Tara Wilkie commented that SEL is being employed there to good effect. Aaron Stern remarked that what His Holiness had said sounded beautiful, but he wanted to know what to do about education in Middle America. His Holiness replied:
“I often observe that the current education system is too materialistic and focussed on the pleasure derived from sensory consciousness, whereas compassion involves mental consciousness. This is why we need to introduce a better understanding of how the mind works.”
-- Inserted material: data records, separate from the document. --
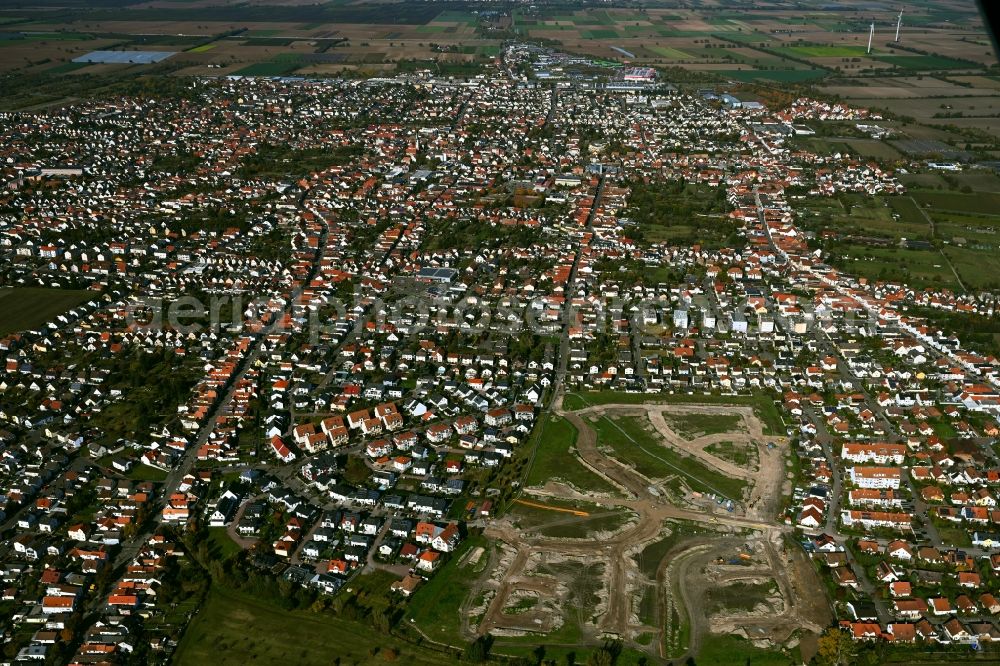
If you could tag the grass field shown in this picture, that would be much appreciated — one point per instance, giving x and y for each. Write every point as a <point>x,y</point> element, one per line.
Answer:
<point>918,268</point>
<point>235,629</point>
<point>670,52</point>
<point>826,51</point>
<point>554,438</point>
<point>922,62</point>
<point>635,445</point>
<point>26,308</point>
<point>436,606</point>
<point>276,67</point>
<point>779,75</point>
<point>982,202</point>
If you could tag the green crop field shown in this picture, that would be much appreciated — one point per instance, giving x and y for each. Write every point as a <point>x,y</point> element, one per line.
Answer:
<point>987,203</point>
<point>779,75</point>
<point>669,52</point>
<point>826,51</point>
<point>436,605</point>
<point>918,268</point>
<point>26,308</point>
<point>236,629</point>
<point>921,62</point>
<point>276,67</point>
<point>600,34</point>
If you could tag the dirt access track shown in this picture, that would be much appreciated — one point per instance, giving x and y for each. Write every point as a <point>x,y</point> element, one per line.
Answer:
<point>622,581</point>
<point>765,483</point>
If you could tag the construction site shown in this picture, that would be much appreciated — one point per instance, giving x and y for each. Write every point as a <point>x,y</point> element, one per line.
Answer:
<point>673,553</point>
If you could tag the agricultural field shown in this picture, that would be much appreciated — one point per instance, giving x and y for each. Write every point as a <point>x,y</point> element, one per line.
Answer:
<point>232,628</point>
<point>27,308</point>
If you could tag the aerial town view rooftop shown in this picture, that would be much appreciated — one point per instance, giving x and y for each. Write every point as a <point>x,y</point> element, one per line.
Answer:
<point>551,333</point>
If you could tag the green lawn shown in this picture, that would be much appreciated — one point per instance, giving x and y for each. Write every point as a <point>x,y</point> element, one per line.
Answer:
<point>918,268</point>
<point>220,545</point>
<point>922,62</point>
<point>555,438</point>
<point>670,52</point>
<point>981,202</point>
<point>634,445</point>
<point>979,269</point>
<point>270,68</point>
<point>30,307</point>
<point>235,629</point>
<point>436,606</point>
<point>826,51</point>
<point>779,75</point>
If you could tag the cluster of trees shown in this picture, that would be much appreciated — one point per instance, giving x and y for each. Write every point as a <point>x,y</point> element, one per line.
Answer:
<point>676,203</point>
<point>276,161</point>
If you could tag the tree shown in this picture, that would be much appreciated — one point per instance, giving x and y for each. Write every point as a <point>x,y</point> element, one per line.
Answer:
<point>835,648</point>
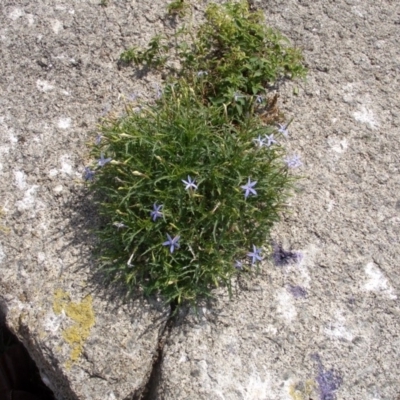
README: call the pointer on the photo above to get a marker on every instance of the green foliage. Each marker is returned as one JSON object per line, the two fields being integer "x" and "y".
{"x": 152, "y": 152}
{"x": 154, "y": 56}
{"x": 238, "y": 55}
{"x": 199, "y": 164}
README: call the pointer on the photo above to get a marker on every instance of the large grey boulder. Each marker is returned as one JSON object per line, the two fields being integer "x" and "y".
{"x": 337, "y": 336}
{"x": 58, "y": 76}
The session broke for tea. When participants reconvened, Jennifer Knox of Emory University talked about her work with Social Emotional and Ethical Learning (SEEL), including an additional ethical component, with older children. She spoke, as a teacher, artist and mother, about cultivating basic competencies within a structure of three domains—awareness, compassion and engagement—and three dimensions. She mentioned that as well as the usual competencies another—appreciating interdependence—was also added. She showed a video clip of students talking about dealing with emotions. She stressed the importance of their understanding that they have a choice. She also emphasised the need for an approach that takes place in a culture of compassion.
His Holiness picked this up, noting that when we talk about compassion it has to include having compassion for yourself. It’s not just a matter of self-sacrifice. He remarked that he has observed a foolish sense of selfishness and a wise sense of selfishness. Since we are social animals, who depend on one another, to show love and compassion to others is wise. His Holiness mentioned his old friend Richard Moore who as a ten year old was blinded by a rubber bullet in Northern Ireland. When he regained consciousness and found he was blind he wasn’t angry, he expressed regret only that he could no longer see his mother’s face. Moore met the soldier who shot him. They became friends and now work for the welfare of children in conflict zones. His Holiness regards Moore as his hero because he has responded to his own hardship with compassion for others.
As the morning’s presentations came to an end, Thupten Jinpa invited His Holiness to advise what else needed to be done. His Holiness responded that he had not much to say other than to make clear his deep appreciation for the programs he’d heard about and his hope and wish that it will be possible to increase and extend them.
As the session ended, His Holiness made his way slowly down to the temple yard where a car was waiting to drive him home. He will attend another morning meeting tomorrow.